Biodiesel was presented a few years ago as the clean alternative to fossil diesel. The fuel is made on the basis of vegetable oil or animal fats. In order to meet the high demand, entire plantations for the production of rapeseed, palm oil and soy are being created that have a negative environmental effect.
In particular, deforestation, watering and the fact that food is used as fuel is encountering increasing resistance. Studies have also shown that the production of first-generation biodiesel generates higher CO2 emissions than regular diesel.
The EU sees this as a reason to draw a line for the production of first-generation biodiesel. However, the production of sustainable biodiesel made from agricultural and urban waste will be further encouraged.

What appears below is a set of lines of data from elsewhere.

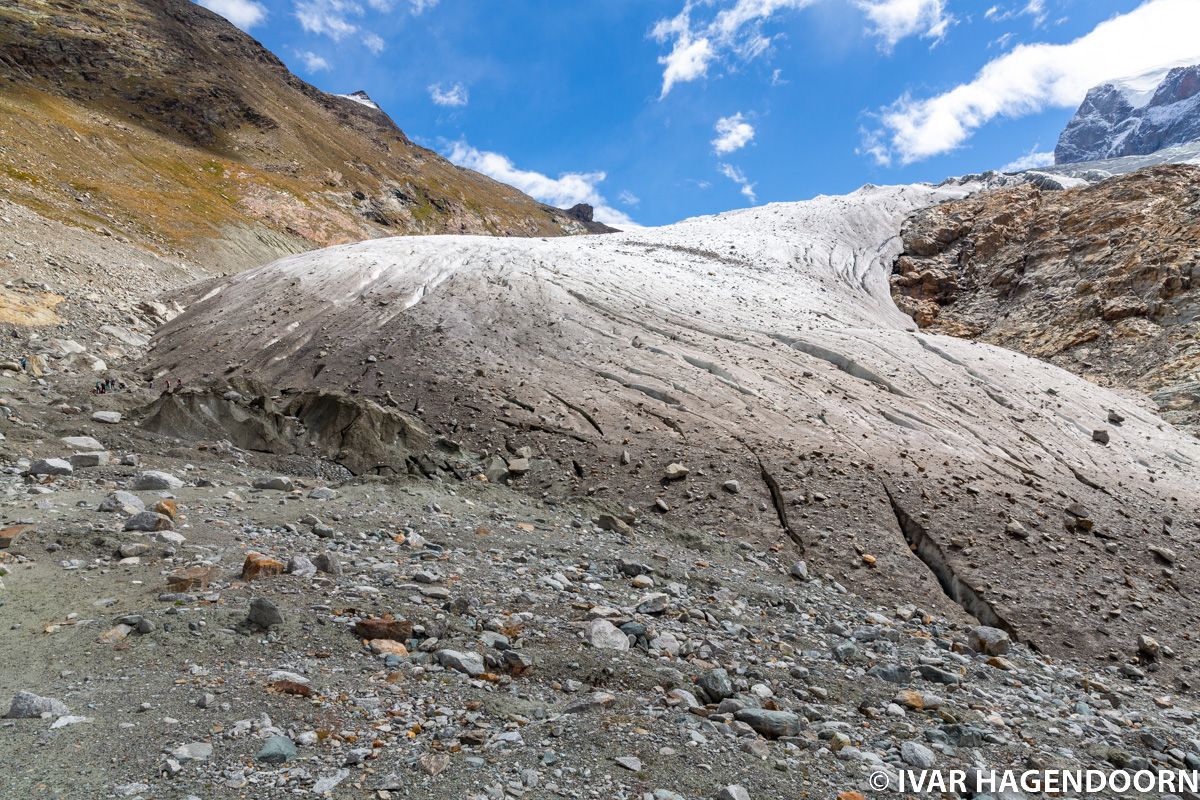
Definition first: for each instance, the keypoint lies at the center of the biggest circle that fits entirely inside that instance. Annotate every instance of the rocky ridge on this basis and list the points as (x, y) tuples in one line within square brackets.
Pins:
[(160, 121), (1134, 116), (1101, 280)]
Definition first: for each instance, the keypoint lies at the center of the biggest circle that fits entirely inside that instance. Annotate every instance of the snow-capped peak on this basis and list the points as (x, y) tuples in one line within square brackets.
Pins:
[(361, 98)]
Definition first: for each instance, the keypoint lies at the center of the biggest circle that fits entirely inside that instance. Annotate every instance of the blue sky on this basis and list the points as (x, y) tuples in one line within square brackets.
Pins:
[(660, 109)]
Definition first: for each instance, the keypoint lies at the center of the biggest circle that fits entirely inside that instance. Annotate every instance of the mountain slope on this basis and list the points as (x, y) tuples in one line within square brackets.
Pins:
[(1103, 281), (160, 121), (757, 347), (1133, 116)]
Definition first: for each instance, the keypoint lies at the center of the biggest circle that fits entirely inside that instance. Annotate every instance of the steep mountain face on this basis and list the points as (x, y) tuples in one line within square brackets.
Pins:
[(1103, 281), (159, 121), (1134, 116), (744, 373)]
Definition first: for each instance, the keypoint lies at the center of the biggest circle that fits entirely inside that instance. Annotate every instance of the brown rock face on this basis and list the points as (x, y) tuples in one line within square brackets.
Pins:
[(1103, 281), (160, 121)]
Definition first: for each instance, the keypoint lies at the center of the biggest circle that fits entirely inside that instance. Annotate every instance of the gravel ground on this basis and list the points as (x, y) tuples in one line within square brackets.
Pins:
[(540, 649)]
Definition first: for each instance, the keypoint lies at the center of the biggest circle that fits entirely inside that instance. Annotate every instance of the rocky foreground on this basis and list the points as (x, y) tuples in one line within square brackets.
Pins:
[(693, 512), (186, 619)]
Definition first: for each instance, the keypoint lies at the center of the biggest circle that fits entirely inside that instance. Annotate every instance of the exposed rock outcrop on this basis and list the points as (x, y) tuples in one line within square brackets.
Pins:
[(1103, 281), (162, 122)]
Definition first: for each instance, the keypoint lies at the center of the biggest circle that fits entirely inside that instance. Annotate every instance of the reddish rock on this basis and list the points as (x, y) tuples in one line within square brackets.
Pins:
[(384, 627), (167, 507), (258, 565), (196, 577)]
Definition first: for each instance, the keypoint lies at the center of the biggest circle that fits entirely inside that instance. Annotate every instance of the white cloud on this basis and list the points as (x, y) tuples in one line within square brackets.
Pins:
[(741, 179), (895, 19), (687, 61), (313, 62), (736, 29), (1033, 77), (1032, 160), (456, 96), (329, 17), (732, 133), (1035, 8), (562, 192), (373, 42), (243, 13)]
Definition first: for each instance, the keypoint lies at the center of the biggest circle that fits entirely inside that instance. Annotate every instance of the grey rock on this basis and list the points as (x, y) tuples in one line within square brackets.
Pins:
[(605, 636), (155, 481), (84, 461), (653, 603), (276, 750), (1114, 121), (277, 483), (328, 563), (471, 663), (771, 725), (301, 566), (917, 755), (717, 685), (939, 675), (82, 444), (989, 641), (149, 522), (27, 705), (196, 751), (124, 503), (593, 702), (676, 471), (264, 613), (51, 467)]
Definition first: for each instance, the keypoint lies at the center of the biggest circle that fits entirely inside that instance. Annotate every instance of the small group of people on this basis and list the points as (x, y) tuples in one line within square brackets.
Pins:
[(108, 386)]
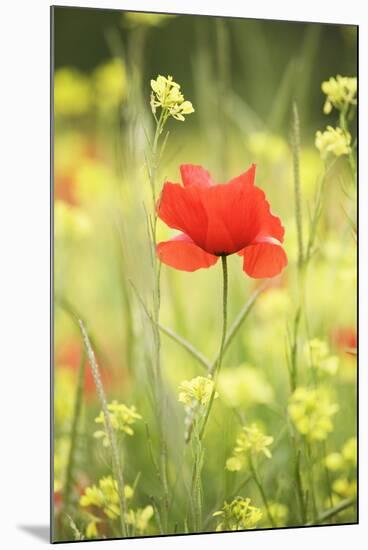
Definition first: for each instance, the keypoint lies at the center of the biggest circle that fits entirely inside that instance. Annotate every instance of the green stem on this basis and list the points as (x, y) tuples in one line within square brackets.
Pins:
[(74, 433), (159, 389), (116, 466), (311, 481), (261, 490), (216, 367)]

Connie Hedegaard, European Commissioner for Climate: “We are not stopping the biodiesel industry. They can continue to produce what they produce now. But we cannot morally afford to build a very large industry on something that is not good for the environment and food prices. "
The EU wants ten percent of the transport fuel in 2020 to come from renewable sources.
The European Biodiesel Board (EBB), a non-profit organization to promote biodiesel, responded indignantly to the measure. According to the EBB, the rule can lead to a catastrophic end of the industry, which is worth 10 billion per year. The organization also believes that more data is needed to substantiate the figures on CO2 emissions from biodiesel production.